Adjacency Matrix vs Adjacency List

When you need to store a graph in a computer, you have two main choices.

An adjacency matrix is a |V| by |V| grid where cell [i][j] is 1 if there is an edge from vertex i to vertex j. Lookups are instant. But the matrix takes O(|V|²) space regardless of how many edges you actually have. For a sparse graph with millions of vertices and only a few edges each, that is wasteful.

An adjacency list stores for each vertex a list of its neighbours. Space scales with |V| + |E|. Iterating over a vertex's neighbours is fast. Checking whether a specific edge exists is slower, but that is rarely the bottleneck.

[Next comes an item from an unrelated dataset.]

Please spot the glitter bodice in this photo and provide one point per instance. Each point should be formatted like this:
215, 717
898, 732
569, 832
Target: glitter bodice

Consideration	Adjacency Matrix	Adjacency List
Space	O(V²)	O(V + E)
Edge lookup	O(1)	O(degree(v))
Iterate neighbours	O(V)	O(degree(v))
Best for	Dense graphs, quick edge checks	Sparse graphs, traversals

For almost all real-world graphs, the adjacency list wins because real graphs are sparse. The Twitter follow graph has hundreds of millions of vertices, but each user follows only a tiny fraction of everyone else.

Subgraphs and Graph Minors

A subgraph is a graph formed by taking a subset of vertices and a subset of edges that only use those vertices. If you delete some vertices (and the edges attached to them), you get an induced subgraph.

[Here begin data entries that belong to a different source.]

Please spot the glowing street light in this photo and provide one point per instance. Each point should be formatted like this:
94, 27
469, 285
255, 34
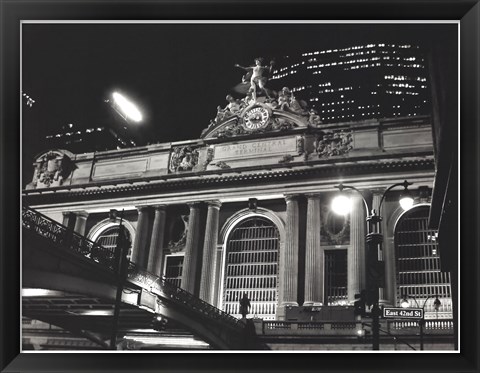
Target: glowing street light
127, 109
341, 204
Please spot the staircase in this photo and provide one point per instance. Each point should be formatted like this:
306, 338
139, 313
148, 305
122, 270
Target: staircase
182, 306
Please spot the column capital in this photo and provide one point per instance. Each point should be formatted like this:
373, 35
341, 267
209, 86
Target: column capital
214, 203
82, 214
159, 207
291, 197
193, 204
141, 209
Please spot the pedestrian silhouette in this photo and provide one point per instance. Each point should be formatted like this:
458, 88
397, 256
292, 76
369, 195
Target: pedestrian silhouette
244, 305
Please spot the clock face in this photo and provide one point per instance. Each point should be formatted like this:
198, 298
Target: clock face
256, 118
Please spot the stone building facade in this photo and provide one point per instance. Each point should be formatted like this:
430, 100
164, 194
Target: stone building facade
246, 208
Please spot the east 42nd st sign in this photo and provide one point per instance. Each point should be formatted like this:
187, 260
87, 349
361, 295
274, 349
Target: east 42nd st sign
402, 313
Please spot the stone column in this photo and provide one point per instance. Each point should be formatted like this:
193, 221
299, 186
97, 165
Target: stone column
314, 264
207, 283
377, 197
356, 252
81, 222
69, 220
289, 257
155, 254
191, 249
140, 246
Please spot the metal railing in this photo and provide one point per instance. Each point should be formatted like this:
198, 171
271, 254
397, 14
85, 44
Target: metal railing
164, 288
48, 228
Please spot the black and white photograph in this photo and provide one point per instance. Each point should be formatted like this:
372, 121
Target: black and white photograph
209, 186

A graph minor is what you get when you contract edges (merge two vertices into one) or delete vertices and edges. Minors matter in deep structural graph theory. The famous Robertson-Seymour theorem says that every family of graphs closed under taking minors can be characterised by a finite set of forbidden minors. It took twenty papers and 500 pages to prove.

Why This Matters

Everything else in graph theory and graph algorithms builds on these foundations. In the companion article, "Graph Theory for Software Engineers," you will see how BFS and DFS traverse these structures, how shortest-path algorithms find routes through weighted graphs, and how centrality metrics identify important nodes. You will also see how every knowledge graph platform from Neo4j to Amazon Neptune relies on these same primitives under the hood.

Graph theory starts with a deceptively simple idea: things and their connections. From that seed grows an entire field that models the internet, the brain, social networks, logistics, protein interactions, and the structure of knowledge itself.